The syntax of the if-else statement is as follows:

if(expression)
  Statement1;
else
  Statement2;

Next_statement;

You'll always execute either Statement1 or Statement2 depending on whether expression results in the value true or false:

If expression evaluates to true, Statement1 is executed and the program continues with Next_statement.

If expression evaluates to false, Statement2 that follows the else keyword is executed, and the program continues with Next_statement.
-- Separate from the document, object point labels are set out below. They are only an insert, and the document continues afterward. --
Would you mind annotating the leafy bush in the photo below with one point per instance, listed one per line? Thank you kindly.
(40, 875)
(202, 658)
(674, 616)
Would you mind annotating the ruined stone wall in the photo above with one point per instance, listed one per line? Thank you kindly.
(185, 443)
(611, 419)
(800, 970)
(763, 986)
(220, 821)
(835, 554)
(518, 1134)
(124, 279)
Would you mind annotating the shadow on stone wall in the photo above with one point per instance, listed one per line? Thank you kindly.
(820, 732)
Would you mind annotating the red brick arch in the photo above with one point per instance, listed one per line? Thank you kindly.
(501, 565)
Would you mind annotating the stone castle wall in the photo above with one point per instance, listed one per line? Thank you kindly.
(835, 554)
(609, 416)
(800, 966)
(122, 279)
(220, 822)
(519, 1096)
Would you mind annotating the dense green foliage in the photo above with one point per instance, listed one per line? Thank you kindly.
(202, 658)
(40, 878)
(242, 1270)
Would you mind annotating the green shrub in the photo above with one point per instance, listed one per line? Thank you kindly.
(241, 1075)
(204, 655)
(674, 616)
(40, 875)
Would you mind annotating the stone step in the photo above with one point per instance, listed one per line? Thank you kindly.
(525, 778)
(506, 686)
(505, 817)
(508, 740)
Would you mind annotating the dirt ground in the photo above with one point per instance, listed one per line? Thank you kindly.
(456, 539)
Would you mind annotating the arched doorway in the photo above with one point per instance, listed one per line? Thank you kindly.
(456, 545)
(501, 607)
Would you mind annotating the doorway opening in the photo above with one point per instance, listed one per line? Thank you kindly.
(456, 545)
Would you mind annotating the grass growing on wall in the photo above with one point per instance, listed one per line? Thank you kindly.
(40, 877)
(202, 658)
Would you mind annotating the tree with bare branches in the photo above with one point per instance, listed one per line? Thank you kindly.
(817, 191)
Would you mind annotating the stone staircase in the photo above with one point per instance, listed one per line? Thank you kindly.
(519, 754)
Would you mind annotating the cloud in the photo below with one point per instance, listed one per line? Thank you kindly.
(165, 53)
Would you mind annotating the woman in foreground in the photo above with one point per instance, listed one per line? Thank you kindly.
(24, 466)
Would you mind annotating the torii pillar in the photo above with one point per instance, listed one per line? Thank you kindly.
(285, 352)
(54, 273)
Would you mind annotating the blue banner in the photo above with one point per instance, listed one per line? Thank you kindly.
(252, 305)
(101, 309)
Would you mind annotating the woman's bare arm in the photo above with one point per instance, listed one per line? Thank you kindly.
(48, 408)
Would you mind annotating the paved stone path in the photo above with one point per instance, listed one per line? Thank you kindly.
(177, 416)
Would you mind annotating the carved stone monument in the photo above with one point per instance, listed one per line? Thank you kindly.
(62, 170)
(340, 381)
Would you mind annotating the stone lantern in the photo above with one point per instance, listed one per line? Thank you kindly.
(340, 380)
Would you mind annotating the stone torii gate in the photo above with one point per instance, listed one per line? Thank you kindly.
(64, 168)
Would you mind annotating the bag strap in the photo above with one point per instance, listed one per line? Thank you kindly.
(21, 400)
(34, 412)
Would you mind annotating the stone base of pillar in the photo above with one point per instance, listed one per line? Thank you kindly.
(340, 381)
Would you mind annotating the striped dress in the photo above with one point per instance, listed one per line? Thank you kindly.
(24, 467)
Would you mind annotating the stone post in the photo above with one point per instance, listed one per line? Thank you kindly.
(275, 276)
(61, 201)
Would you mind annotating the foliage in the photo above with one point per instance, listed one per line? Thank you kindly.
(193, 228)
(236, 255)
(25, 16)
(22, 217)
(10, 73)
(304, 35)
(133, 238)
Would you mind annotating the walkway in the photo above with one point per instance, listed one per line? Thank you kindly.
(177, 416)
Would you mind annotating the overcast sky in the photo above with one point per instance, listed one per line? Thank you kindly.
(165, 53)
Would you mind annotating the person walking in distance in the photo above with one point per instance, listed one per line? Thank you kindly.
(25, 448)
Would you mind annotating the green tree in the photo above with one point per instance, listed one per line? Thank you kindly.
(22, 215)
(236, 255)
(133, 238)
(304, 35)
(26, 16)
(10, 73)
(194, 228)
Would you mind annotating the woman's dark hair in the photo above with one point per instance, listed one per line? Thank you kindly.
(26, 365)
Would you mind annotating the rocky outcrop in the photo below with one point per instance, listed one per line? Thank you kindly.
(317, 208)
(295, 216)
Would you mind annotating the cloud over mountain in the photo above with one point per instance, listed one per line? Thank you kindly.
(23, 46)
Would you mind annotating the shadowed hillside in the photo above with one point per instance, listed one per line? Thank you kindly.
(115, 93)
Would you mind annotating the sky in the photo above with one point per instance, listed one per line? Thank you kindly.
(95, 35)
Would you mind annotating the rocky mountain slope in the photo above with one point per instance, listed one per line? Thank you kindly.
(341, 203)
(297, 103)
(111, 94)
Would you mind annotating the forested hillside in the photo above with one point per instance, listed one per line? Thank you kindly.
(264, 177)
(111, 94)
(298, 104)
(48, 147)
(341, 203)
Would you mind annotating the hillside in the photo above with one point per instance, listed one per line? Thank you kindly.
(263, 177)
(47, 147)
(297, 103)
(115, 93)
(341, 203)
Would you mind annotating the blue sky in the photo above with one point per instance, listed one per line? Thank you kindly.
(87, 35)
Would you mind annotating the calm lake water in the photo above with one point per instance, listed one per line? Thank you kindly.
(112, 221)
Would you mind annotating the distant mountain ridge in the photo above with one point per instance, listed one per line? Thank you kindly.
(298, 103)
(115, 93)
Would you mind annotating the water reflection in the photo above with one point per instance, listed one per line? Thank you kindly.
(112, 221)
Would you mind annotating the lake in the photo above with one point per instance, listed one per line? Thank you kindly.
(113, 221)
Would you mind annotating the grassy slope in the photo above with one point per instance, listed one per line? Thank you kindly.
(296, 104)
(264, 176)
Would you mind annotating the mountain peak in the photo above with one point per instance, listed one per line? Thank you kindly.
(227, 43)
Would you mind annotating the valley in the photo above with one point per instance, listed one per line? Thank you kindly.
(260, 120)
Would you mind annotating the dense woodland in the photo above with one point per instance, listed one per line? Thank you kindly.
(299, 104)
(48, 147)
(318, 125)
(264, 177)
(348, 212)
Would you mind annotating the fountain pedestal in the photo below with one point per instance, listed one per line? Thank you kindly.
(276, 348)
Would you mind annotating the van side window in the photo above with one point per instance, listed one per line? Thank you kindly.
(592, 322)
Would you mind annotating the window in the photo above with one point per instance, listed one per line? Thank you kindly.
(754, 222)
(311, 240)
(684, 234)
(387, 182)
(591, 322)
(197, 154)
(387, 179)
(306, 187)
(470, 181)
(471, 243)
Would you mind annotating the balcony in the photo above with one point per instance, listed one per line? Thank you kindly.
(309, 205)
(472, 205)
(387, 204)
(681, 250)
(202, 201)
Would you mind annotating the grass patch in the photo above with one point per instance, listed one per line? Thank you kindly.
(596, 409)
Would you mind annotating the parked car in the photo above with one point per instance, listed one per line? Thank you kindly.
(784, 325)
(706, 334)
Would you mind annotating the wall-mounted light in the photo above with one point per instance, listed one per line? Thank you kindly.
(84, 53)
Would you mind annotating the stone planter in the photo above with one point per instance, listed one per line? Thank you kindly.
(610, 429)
The following code uses if statements to decide on a discount.

Demo

#include <stdio.h>

int main(void)
{
      const double unit_price = 3.50;                     // Unit price in dollars
      int quantity = 0;
      printf("Enter the number that you want to buy:");   // Prompt message
      scanf(" %d", &quantity);                            // Read the input

      // Test for order quantity qualifying for a discount
      double total = 0.0;                                 // Total price
      if(quantity > 10)                                   // 5% discount
        total = quantity*unit_price*0.95;
      else                                                // No discount
        total = quantity*unit_price;//from ww w.  jav  a  2s  .  c  om
      printf("The price for %d is $%.2f\n", quantity, total);
      return 0;
}

Result

how It Works

if-else statement does all the work:

double total = 0.0;                                  // Total price
if(quantity > 10)                                    // 5% discount
      total = quantity*unit_price*0.95;
else                                                 // No discount
total = quantity*unit_price;

the total price will be stored in the variable total.

if quantity is greater than 10, the first assignment statement will be executed, which applies a 5 percent discount.

otherwise, the second assignment will be executed, which applies no discount to the price.

the result of the calculation is output by the printf() statement:

printf("The price for %d is $%.2f\n", quantity, total);

%d specifier applies to quantity because it is an integer of type int.

%.2f specifier applies to the floating-point variable, total, and outputs the value with two digits after the decimal point.